Ertesi gün Enes ile Derya felsefe dersinde görüştüler. Enes çok mutlu görünüyordu. Derya gönül işin rastgele gittiğini anladı ve “Tebrikler kankam”, dedi. “Sağ ol da sen hemen nerden duydun?”, diye Enes şaşırarak sordu. “Duymama gerek yok ki, Yüzünün hatlarından belli oluyor”, diye cevap verdi Derya. İkisi bu duruma çok sevinçliydiler. Enes ders boyunca Nil’e nasıl çıkma teklifini ettiğini ve Nil’in nasıl kabul ettiğini anlattı.
Fakat bunları anlatırken Derya diğer kızların onlara tuhaf baktıklarını fark etti. Aralarında Nil’in en iyi dostu Gülsüm de vardı. Derya bu bakışlara bir anlam veremedi. Aslında Gülsüm’le de iyi arkadaştılar ve iyi anlaşırlardı. “Acaba yanlış bir şey mi yaptım”, diye düşündü Derya. “Ama kokusu sonra çıkar”, diye düşünerek fazla umursamadı. Şu an en iyi arkadaşının mutluluğu onun için daha önemliydi.
Günler geçtikçe Derya diğer kızların ondan uzaklaştığını hatta onu dışladıklarını fark etti. Artık tek konuştuğu kişi Enes’ti fakat onu sadece aynı girdikleri derslerde görüyordu. Onun dışında Enes’in Nil ile görüşmekten Derya’ya ayıracak zamanı yoktu. Derya bu durumu anlamıyor değildi. Sonuçta ilk sevgilisiydi ama bu  kendisini yalnız hissetme durumunu değiştirmiyordu. Artık dayanamayıp Derya felsefe dersinde Enes’e kızların ona nasıl davrandığını ve kendisini nasıl hissettiğini anlattı. Bunları duyan Enes arkadaşını teselli etmek için elini omuzuna koyar ve: “Böyle hissettiğin için çok üzgünüm”, der, “Teneffüste Nil’le benim yanıma gel! Üçümüz takılırız. Ben seni yalnız bırakmam. Hem Nil ile de arkadaş olursunuz.” Derya arkadaşının önerisini kabul ederken Gülsüm’ün kötü bakışlarını gördü fakat hiçbir anlam veremedi.

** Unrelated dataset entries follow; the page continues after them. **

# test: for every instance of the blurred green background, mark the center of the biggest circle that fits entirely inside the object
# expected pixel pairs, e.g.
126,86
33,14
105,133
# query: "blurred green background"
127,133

Dersten sonra Enes’le Nil’in yanına giderken Derya aynı bakışı Nil’de de fark etti. Sanki Nil Derya’nın gelmiş olmasından  hoşlanmamış gibiydi. Tüm teneffüs boyunca bir söz söylemedi. Derya Nil’i ne kadar da konuşturmayı çalıştırdıysa Nil’den cevap alamadı. Enes de bu durumun farkına vardı ve dayanamayıp Nil’e: “Derya’ya niye öyle davranıyorsun? Size yanlış bir şey mi yaptı?”, diye sordu. Nil ise öfkeli bir şekilde “Evet, sevgilimle konuşmasını istemiyorum. Hatta senin de onunla konuşmanı istemiyorum!”, dedi.